J’observe de plus en plus souvent, à l’occasion d’échanges sur ma profession de magistrat judiciaire, celle que j’ai choisie il y a 34 ans, être invariablement interrogé soit sur le « gouvernement des juges », soit sur la cécité des magistrats, nécessairement pétris « d’entre-soi » et enfermés dans leur « tour d’ivoire ».

Même sur les espaces et réseaux sociaux faisant la part belle à l’expérience professionnelle et à l’expertise des intervenants, certains me reprochent, plus ou moins insidieusement, d’être dans ma « tour d’ivoire ».

Comme la plupart de mes collègues je ressens cette critique comme une injustice tellement elle est éloignée de notre réalité professionnelle.

Il s’agit d’un lieu commun à déconstruire absolument car fondé parfois sur l’ignorance, parfois sur un parti pris idéologique, philosophique ou politique, et parfois simplement l’expression d’une sorte de psittacisme de la pensée, bien dans l’air du temps faisant la part belle « au bon sens commun ».

Ce « bon sens », issu du « bon vieux temps » ou d’un « âge d’or » indéterminé, qu’il faudrait nécessairement opposer aux « élites », réelles ou supposées, coupées de la Nation et du peuple.

Or, répéter les choses n’en fait pas une réalité sociologique ou judiciaire.

La misère au quotidien

Car enfin dans notre société les personnels judiciaires, dont les juges et procureurs mais aussi les greffiers, sont au quotidien directement immergés dans la réalité la plus dure, la plus violente, la plus sordide, la plus glauque de notre société.

Nous y sommes confrontés tout comme les policiers, les éducateurs, les conseillers d’insertion et de probation mais aussi les enseignants, les soignants.

La misère que côtoient le magistrat et son équipe au quotidien peut être sociale, physique, psychologique, économique, intellectuelle… Elle est la toile de fond de nombre de nos dossiers, tant au civil qu’au pénal.

Quelques exemples tirés de mon parcours professionnel, dans lesquels la plupart d’entre nous se reconnaîtra :

➡️ J’ai, dans ma vie de juge d’instruction, participé à des dizaines d’autopsies d’hommes et de femmes, d’enfants et de nourrissons, morts de toutes les façons imaginables.
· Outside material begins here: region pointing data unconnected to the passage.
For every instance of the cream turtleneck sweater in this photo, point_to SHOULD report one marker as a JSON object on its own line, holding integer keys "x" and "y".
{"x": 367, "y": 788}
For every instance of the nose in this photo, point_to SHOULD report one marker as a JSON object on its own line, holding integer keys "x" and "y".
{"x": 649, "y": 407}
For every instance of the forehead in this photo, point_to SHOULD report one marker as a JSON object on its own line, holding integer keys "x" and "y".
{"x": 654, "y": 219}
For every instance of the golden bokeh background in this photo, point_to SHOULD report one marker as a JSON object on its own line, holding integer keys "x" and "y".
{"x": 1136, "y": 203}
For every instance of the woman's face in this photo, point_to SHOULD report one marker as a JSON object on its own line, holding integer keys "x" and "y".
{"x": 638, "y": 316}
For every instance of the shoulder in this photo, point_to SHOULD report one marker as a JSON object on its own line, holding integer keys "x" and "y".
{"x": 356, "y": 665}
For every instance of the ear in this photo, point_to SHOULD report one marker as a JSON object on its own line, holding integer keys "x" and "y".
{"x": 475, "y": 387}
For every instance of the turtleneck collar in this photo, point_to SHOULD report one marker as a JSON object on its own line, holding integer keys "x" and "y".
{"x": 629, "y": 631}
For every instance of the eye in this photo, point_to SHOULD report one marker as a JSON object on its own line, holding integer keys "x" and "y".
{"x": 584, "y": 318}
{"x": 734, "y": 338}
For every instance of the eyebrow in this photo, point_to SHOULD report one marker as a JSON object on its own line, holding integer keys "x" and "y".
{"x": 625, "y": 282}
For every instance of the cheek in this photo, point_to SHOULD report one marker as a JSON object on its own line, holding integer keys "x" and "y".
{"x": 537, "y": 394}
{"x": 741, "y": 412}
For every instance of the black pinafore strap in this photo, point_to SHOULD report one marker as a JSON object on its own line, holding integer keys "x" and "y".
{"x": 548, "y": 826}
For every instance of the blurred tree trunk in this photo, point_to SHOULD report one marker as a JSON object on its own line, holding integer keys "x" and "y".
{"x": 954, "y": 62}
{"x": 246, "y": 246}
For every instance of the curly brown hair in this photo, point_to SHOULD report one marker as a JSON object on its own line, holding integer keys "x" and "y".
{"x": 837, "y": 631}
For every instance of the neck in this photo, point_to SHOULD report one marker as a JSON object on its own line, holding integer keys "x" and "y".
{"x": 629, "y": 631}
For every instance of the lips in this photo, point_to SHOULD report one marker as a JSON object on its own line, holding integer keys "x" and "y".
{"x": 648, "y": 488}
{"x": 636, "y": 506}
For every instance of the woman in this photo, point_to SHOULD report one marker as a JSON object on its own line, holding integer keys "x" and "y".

Bien que ce ne soit pas une obligation légale, j’étais présent à la fois par respect pour les défunts, par solidarité avec mes enquêteurs, mais aussi parce que c’était « ma place » de responsable de l’enquête à la recherche de la vérité. J’y songe parfois… des images, des odeurs, des discussions médico-légales, le bruit de la scie sauteuse.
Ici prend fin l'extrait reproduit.